– Ну, уж это я ебу! – замахал руками Женька. – Васильичу сам обо всем говори: с меня он голову снимет, а тебе – с рук сойдет.
– Ладно, скажу! Где-нибудь в антракте. Пусть он объявит, мол, тройное сальто, рекордный трюк, и будет дробь. Сегодня я сделаю тройное сальто!
– Тогда что ж? – ехидно спросил Женька. – Вечером будем колоть и обмывать КРЫЛЫШКИ?
От этих слов сердце мое радостно забилось. Да! Конечно! Если сделаю тройное, тогда вечером сразу и наколем! Рисунок этих крылышек у меня есть – точь-в-точь такие же, как и у Майкла Йорка. Такие, знаете, наподобие ангельских…
– Да! Конечно! Вечером и наколем! – ответил я.
– Ну хорошо, – согласился Женька. – А если не сделаешь? Что тогда?
Я тяжело вздохнул и помрачнел:
– Ну, а что – тогда? Тогда – приду в страховочную сетку, прямо в середину, как ребеночек – в мамину колыбель, затем встану, залезу по веревочной лестнице наверх и сделаю еще раз двойное с двумя пируэтами.
– Кураж не потеряешь?
– Вроде не должен…
– Ну смотри, – Женька сочувственно хлопнул меня по плечу. – Если передумаешь, ты просто махни рукой – вот так! перед собой, слева направо, и я пойму, что работаем обычную программу, без тройного. Ладно?

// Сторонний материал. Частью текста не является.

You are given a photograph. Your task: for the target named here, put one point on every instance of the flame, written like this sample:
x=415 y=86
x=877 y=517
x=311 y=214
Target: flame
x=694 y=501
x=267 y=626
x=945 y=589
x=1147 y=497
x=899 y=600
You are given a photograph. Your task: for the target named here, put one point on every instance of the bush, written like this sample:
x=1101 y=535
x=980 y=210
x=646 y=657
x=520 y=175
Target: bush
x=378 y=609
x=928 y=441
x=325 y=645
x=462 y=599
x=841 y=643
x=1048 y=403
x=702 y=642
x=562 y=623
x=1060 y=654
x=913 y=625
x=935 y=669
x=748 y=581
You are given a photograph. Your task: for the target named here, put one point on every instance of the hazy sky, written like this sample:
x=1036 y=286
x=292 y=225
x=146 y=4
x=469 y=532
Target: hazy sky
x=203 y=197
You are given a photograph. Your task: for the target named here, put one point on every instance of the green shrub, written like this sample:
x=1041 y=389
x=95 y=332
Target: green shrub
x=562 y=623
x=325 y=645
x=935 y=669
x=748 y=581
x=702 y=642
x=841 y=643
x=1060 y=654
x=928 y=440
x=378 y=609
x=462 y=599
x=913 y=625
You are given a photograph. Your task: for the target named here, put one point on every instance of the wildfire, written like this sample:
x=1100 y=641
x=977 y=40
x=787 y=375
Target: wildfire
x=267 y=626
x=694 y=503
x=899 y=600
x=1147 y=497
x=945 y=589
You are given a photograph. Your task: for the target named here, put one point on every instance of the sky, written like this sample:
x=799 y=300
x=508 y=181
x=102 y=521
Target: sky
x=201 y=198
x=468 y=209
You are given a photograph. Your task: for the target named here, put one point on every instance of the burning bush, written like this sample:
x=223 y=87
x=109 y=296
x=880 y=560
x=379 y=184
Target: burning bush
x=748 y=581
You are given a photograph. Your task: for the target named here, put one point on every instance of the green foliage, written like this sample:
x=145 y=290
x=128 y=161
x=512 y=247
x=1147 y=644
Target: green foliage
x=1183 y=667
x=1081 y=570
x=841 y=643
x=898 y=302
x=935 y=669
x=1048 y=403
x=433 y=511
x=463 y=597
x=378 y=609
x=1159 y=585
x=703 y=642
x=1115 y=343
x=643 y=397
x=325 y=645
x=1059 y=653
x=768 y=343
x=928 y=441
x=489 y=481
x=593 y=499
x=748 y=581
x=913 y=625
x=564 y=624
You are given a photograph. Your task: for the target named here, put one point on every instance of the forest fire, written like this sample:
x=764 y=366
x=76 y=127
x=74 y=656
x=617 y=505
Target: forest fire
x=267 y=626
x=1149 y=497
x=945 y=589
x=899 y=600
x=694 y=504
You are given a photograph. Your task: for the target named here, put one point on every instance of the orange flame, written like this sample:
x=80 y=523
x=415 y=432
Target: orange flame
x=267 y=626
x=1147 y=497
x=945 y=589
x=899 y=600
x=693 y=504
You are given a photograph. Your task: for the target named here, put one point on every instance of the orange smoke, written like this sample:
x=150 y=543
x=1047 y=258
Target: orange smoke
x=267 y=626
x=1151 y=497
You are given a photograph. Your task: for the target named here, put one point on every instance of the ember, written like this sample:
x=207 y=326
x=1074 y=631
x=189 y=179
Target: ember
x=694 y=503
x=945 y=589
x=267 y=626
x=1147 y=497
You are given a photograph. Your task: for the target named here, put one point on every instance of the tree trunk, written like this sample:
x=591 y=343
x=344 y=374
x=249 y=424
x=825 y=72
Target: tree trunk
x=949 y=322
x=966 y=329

– Угу, – подтвердил я и стал разминаться.
До представления оставался всего час.
* * *
И вот – началось! Оркестр грянул марш!..
Это я так говорю: "оркестр грянул", а на самом деле – никакого оркестра у нас и в помине не было. Сидел за пультом полуглухой Марк Захарович Пысин, гордо именовавший себя "режиссером-постановщиком звукового оформления спектаклей" и, отчаянно борясь с чесночной отрыжкой и похмельной дрожью в руках, пытался вовремя включить нужную фонограмму. Когда ему это удавалось, он гордо заявлял: "Пальчики-то! Почти как у Ван Клиберна – так прямо ходуном и ходят!".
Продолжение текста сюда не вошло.